It’s hard not to head-bang along to the first authorised documentary about the heavy rock legends, but stopping the story in 1969 ignores the band’s more colourful years
Time to get your head in the speaker bin of pop-cultural history for this enjoyable if truncated film about the early days of heavy rock legends Led Zeppelin – the cheerfully ridiculous joke name invented for them by Keith Moon, a play on words that is now almost invisible, like the Beatles. It’s an authorised guide that stops at the release of their second album, Led Zeppelin II, in 1969. Fans may be disappointed that the film quits before Stairway to Heaven. But they may also wonder if this arrangement gets us out of some tricky questions about the band’s later years, namely the rumours of their on-tour shenanigans and some of their more distinctive enthusiasms. There is, thankfully, no mention of Aleister Crowley.
No doubt about it, though.
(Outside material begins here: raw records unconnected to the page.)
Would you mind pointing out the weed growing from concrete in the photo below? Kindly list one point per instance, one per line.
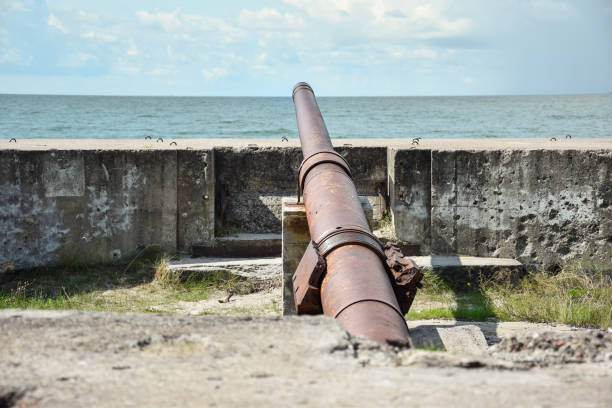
(579, 294)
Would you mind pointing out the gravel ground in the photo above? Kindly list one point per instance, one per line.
(74, 359)
(553, 348)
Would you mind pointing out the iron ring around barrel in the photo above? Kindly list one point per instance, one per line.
(318, 158)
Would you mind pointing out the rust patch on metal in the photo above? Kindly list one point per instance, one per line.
(344, 269)
(405, 276)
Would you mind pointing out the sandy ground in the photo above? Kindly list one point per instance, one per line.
(76, 359)
(439, 144)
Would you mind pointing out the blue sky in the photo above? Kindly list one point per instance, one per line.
(342, 47)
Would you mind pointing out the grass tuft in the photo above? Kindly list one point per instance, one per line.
(579, 294)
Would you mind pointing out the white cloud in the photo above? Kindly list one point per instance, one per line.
(89, 18)
(270, 20)
(159, 71)
(176, 21)
(133, 50)
(105, 37)
(214, 73)
(317, 68)
(54, 22)
(425, 52)
(79, 59)
(124, 67)
(169, 21)
(385, 19)
(175, 56)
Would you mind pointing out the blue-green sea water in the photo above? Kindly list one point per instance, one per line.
(538, 116)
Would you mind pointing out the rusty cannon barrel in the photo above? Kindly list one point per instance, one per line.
(345, 272)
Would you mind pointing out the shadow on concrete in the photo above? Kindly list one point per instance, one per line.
(473, 306)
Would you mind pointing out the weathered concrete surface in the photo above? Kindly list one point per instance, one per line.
(249, 190)
(251, 182)
(409, 189)
(537, 201)
(459, 271)
(240, 245)
(86, 205)
(90, 359)
(296, 237)
(250, 268)
(195, 198)
(536, 206)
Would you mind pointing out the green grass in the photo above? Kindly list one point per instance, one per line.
(578, 294)
(140, 284)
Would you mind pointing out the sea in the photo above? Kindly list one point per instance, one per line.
(533, 116)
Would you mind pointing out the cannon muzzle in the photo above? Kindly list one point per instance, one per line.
(344, 272)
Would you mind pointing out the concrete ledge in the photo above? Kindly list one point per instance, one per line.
(539, 201)
(462, 272)
(241, 245)
(250, 268)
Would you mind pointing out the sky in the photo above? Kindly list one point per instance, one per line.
(341, 47)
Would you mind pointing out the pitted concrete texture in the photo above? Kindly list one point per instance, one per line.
(538, 201)
(66, 359)
(250, 268)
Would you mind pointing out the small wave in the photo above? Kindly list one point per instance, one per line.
(59, 128)
(190, 132)
(279, 131)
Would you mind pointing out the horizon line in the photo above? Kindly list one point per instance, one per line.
(289, 96)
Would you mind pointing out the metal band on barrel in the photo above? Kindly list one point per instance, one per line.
(314, 160)
(341, 236)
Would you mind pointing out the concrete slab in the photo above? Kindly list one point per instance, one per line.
(240, 245)
(458, 261)
(250, 268)
(76, 359)
(296, 237)
(466, 339)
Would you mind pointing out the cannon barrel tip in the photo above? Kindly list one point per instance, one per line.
(301, 85)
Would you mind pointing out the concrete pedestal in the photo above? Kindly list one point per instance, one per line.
(296, 237)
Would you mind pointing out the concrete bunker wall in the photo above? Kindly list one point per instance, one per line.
(539, 206)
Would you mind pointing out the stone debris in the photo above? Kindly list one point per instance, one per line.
(552, 348)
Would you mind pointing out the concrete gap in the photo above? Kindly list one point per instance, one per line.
(178, 215)
(10, 397)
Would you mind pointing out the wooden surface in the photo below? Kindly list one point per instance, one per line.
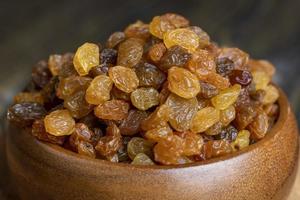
(265, 170)
(295, 193)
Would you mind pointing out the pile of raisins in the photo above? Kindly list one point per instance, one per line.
(155, 94)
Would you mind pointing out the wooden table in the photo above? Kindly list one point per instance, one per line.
(295, 194)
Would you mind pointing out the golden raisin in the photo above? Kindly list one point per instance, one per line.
(261, 79)
(99, 90)
(86, 57)
(156, 52)
(183, 83)
(158, 118)
(159, 133)
(124, 78)
(130, 52)
(271, 96)
(112, 110)
(144, 98)
(161, 24)
(181, 111)
(204, 119)
(182, 37)
(29, 97)
(59, 123)
(226, 97)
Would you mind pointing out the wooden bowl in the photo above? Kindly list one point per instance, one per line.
(265, 170)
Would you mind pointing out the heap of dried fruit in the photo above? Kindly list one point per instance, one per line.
(156, 94)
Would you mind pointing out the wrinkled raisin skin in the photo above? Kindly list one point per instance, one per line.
(23, 114)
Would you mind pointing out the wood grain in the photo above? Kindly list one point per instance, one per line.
(265, 170)
(295, 193)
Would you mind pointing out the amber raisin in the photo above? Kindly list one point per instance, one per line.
(227, 115)
(38, 130)
(159, 133)
(59, 123)
(86, 149)
(86, 57)
(23, 114)
(41, 74)
(124, 78)
(183, 83)
(228, 133)
(29, 97)
(170, 151)
(131, 124)
(81, 133)
(207, 90)
(164, 93)
(204, 39)
(204, 119)
(130, 52)
(183, 37)
(192, 143)
(144, 98)
(99, 90)
(156, 52)
(241, 77)
(158, 118)
(239, 58)
(161, 24)
(262, 65)
(175, 56)
(119, 94)
(181, 111)
(108, 56)
(272, 94)
(114, 39)
(218, 148)
(112, 110)
(142, 159)
(138, 30)
(261, 79)
(77, 105)
(149, 75)
(111, 143)
(226, 97)
(214, 129)
(259, 127)
(245, 114)
(202, 64)
(70, 85)
(242, 140)
(139, 145)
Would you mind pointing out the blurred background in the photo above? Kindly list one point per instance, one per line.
(31, 30)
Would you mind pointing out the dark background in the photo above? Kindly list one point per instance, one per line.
(31, 30)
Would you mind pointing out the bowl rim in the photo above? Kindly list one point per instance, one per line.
(63, 153)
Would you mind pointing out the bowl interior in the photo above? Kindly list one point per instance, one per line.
(65, 154)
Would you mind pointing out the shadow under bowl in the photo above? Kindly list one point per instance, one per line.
(265, 170)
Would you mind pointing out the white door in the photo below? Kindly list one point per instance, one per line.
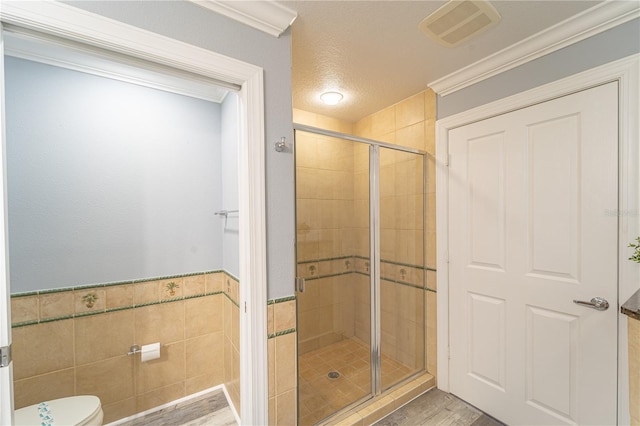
(531, 229)
(6, 373)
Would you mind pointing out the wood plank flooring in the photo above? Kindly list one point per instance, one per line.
(438, 408)
(209, 409)
(434, 408)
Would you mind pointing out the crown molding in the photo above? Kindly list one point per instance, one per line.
(592, 21)
(267, 16)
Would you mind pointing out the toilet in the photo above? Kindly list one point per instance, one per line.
(82, 410)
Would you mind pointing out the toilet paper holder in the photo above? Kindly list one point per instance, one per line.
(134, 349)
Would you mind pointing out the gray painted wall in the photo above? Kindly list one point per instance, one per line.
(192, 24)
(616, 43)
(229, 169)
(108, 181)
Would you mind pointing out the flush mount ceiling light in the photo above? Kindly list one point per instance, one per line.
(458, 21)
(331, 98)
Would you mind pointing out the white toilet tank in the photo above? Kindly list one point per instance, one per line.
(83, 410)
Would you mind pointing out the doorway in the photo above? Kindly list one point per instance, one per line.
(69, 23)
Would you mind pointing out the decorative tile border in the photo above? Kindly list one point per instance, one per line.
(281, 300)
(281, 333)
(43, 305)
(395, 272)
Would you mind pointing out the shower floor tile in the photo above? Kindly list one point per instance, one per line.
(321, 396)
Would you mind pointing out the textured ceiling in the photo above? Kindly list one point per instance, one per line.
(374, 53)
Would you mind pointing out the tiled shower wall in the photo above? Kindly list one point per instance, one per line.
(411, 123)
(63, 345)
(333, 250)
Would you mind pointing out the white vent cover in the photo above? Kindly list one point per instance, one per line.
(459, 20)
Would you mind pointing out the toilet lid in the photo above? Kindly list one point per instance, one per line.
(64, 411)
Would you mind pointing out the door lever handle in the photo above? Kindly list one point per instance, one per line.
(597, 303)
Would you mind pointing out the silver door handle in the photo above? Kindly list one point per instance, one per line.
(597, 303)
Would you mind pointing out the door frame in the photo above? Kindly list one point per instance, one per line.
(64, 21)
(626, 72)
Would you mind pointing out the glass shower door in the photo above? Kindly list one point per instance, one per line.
(333, 249)
(402, 265)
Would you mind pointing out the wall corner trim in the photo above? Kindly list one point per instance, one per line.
(592, 21)
(267, 16)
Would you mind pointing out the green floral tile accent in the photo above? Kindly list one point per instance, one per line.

Once you hear the colossal opening chords to Whole Lotta Love, no power on earth will stop you nodding along. (The question of how on earth this loftily album-based band allowed that riff to be used as the signature tune for Top of the Pops is not touched upon.) The film is structured around archive clips and good-humoured interviews with the surviving members of the band; drummer John Bonham died in 1980 at the age of 32, following a history of depression and drug and alcohol abuse – another topic that the film’s early-days format avoids. His recorded voice is used, but there is no explicit mention of his heartbreakingly early death and the emotional effect it must have had on the rest of the band.